With most of the Thunder’s team members 23 years old or under, it’s the latest examples of what to do next if other age-restricted options like American Legion Baseball (19 and under) have played out, but a love for summer baseball still needs a feed.
“We just wanted to keep playing baseball and keep it fun,” said 20-year-old catcher and team leader Kyle Green, one of the catalysts for the team’s founding last year, along with his dad, head coach Kevin Green, and general manager Misti Doherty. “Torrington has always had a Tri-State team and we said, ‘Why not?’,” said Doherty in a brief meeting at Fuessenich Park last week following a rainout.
Like so many others, Green caught the baseball fever along with a cluster of Torrington friends beginning with T-Ball at age 5. Green went on to captain Wolcott Tech’s baseball team and earn all-conference honors in his last two high school years, then spent a year playing at Western Connecticut State University.
Summer baseball came with the Torrington P38s U17 American Legion team and the Smack Factory travel team based in Oxford.
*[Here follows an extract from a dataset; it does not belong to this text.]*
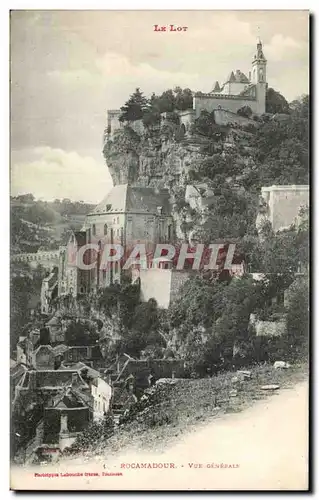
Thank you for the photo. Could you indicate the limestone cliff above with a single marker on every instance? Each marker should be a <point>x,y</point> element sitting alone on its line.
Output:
<point>153,159</point>
<point>167,158</point>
School and baseball paths show a man who knows what he wants to do and pursues it. “I went to Wolcott Tech because I wanted a trade to fall back on,” says Green, who chose the manufacturing specialty at Tech. After a year at WestConn without much playing time on the Wolves’ freshman team, Green took a job as head of manufacturing for a small Cheshire company named Tater Baseball. The company makes baseball bats and apparel. It’s exactly what he wanted to do.
No wonder he and a cadre of guys he grew up with found a way to keep playing baseball. The first year was a huge test in a league that’s full of current and past college players with the same ambition — whether it’s improving their skills for a chance to go further or just staying in the game. There’s no better benchmark for a new team than the four-time reigning champion Tri-Town Trojans. Last year, the Trojans beat the Thunder, 20-0. “It’s a steep learning curve,” says Green. This year, the score was 3-0 against Tri-Town.
Ryan Green (no relation), a rising senior at Albertus Magnus College, matched Miles Scribner, last year’s league Cy Young Award winner, with 11 strikeouts apiece. “They scored three runs in the first inning and that was it,” said Green. “We took it as just another game.”
As of last week, the Thunder’s record was 4-7, already a distinct improvement over last year. “You get lots of experience in this league,” Green said, but it also takes money. General Manager Doherty figures that the annual team cost is $8,000 and they’ve organized a raffle to help meet the expenses of umpires, equipment and field rental. “Hopefully, we’ll get more people to come out for the team and in the stands,” says. Green. The team schedule and more information about the league is on the Tri-State website,
As for the Thunder, a budding writer on the team coined the phrase “every thunderstorm needs a little lightning.” So far, the love of summer baseball is all it’s taken to make some noise.